Isso inclui definir taxas de mercado realistas, oferecer propriedades durante a alta temporada, publicidade consistente e manter registros completos de reservas, solicitações, solicitações negadas, faturas e registros de limpeza ou manutenção.
“Uma boa documentação é vital”, disse ele. “A ATO é muito clara: se reclamar uma dedução, deve ser capaz de demonstrar que o activo estava realmente disponível e foi utilizado para fins de geração de rendimentos.”
Erros que os proprietários costumam cometer


Chapman disse que muitos contribuintes assumem erroneamente que qualquer receita do Airbnb lhes dá automaticamente o direito de reivindicar custos de manutenção. Outros reivindicam incorretamente uma dedução anual, mesmo que a propriedade tenha sido usada por familiares ou amigos com desconto ou aluguel zero.
“Listar propriedades apenas de forma intermitente ou a preços irrealistas para criar a ilusão de disponibilidade é um erro comum”, diz ele.
Outro problema é a utilização de métodos de atribuição agressivos que não reflectem a verdadeira combinação de utilizações privadas e de arrendamento.
Chapman alerta que mesmo as estadias familiares com desconto contam como uso pessoal: “Para fins de dedução, ainda é uso pessoal, mesmo que algum pagamento seja recebido”.
Ele diz que todos estes erros resultam do mesmo equívoco: “que a presença de qualquer rendimento torna uma propriedade um arrendamento. Sob o novo enquadramento, isso já não é defensável”.
Parte de um esforço mais amplo de conformidade até 2026


Chapman disse que a repressão às deduções para casas de férias é parte de um esforço mais amplo para aumentar a conformidade com ATO para o ano de rendimento de 2026. Isso inclui uma maior supervisão dos operadores de alojamento de curta duração, deduções de aluguer, despesas relacionadas com o trabalho e propriedades de utilização mista, juntamente com a expansão da correspondência de dados entre plataformas de reserva e fornecedores de pagamento.
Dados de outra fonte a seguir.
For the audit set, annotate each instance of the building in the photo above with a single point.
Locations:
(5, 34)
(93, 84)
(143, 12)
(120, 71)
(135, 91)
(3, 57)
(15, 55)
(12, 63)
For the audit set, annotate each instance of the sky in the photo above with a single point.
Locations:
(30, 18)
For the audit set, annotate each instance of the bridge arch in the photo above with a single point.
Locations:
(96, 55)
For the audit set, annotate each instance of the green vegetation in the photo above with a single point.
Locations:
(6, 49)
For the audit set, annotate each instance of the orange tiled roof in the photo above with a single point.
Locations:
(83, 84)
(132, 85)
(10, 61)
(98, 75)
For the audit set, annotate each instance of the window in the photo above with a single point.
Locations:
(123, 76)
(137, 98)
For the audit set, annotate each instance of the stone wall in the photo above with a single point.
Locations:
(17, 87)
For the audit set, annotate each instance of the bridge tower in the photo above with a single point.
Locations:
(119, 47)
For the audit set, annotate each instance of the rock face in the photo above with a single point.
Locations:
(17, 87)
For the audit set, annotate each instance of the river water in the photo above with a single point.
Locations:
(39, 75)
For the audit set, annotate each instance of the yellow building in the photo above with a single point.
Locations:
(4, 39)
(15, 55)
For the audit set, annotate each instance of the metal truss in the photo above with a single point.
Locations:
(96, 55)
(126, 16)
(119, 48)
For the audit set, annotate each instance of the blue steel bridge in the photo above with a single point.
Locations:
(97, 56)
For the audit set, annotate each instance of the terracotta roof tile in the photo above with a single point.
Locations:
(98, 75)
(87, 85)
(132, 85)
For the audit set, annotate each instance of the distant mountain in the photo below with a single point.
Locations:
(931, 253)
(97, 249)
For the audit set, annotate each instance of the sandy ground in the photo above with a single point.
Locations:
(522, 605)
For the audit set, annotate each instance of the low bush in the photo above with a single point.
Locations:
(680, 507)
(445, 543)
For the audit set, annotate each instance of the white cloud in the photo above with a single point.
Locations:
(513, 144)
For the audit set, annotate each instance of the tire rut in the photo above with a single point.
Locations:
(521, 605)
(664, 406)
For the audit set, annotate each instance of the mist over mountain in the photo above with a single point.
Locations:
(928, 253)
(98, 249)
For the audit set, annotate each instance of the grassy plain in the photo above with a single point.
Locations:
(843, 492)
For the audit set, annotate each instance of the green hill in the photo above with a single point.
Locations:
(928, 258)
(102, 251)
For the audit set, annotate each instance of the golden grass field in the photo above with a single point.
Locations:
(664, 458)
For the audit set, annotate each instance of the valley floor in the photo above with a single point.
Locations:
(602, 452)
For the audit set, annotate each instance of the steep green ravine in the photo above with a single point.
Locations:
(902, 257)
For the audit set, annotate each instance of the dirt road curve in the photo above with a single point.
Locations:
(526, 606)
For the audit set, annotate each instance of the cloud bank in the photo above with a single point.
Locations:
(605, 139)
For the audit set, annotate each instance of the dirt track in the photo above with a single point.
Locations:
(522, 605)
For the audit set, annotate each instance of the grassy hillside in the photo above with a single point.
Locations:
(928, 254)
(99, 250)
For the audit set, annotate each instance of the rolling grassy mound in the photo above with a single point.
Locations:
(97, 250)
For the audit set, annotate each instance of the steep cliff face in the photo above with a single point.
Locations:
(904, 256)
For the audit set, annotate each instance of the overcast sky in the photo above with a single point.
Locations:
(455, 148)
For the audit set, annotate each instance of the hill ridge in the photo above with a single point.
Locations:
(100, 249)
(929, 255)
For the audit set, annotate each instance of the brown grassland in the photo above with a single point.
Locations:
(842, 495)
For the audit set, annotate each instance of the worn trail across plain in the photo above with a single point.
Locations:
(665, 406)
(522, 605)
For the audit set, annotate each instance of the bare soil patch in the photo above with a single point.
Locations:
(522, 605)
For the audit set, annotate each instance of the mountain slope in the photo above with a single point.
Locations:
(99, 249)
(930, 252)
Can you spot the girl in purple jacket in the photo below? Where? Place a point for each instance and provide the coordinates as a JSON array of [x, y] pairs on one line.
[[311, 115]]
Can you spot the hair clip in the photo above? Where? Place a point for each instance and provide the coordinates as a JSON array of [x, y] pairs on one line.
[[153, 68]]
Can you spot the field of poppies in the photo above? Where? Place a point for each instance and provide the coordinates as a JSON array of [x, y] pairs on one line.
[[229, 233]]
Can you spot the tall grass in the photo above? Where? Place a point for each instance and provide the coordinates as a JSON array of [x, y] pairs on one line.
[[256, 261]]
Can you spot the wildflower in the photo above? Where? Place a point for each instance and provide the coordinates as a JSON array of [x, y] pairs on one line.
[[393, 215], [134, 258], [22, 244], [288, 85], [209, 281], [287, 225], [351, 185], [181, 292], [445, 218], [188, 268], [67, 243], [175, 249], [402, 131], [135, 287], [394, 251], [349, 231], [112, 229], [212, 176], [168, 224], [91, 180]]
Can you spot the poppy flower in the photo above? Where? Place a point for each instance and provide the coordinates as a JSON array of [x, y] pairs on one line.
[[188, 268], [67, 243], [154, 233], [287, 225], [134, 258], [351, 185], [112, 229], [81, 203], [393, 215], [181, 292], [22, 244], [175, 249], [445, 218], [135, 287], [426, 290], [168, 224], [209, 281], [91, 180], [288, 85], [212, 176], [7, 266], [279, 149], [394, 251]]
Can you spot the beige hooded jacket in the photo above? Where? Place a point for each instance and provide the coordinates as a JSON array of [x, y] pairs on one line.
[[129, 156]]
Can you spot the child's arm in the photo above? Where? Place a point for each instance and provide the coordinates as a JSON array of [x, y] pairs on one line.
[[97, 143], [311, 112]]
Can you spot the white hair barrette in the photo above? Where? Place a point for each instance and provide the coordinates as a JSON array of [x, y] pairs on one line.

“Os relatórios da plataforma digital agora fornecem à ATO visibilidade em tempo real das reservas e dos modelos de receita”, disse ele.
Quando combinada com a nova decisão, Chapman diz que a ATO está bem posicionada para contestar alegações que não demonstrem uma actividade genuína de geração de rendimentos.
Com o verão se aproximando, “se a sua casa de férias é realmente uma casa de férias, você não pode tratá-la como uma propriedade de investimento”, diz Chapman.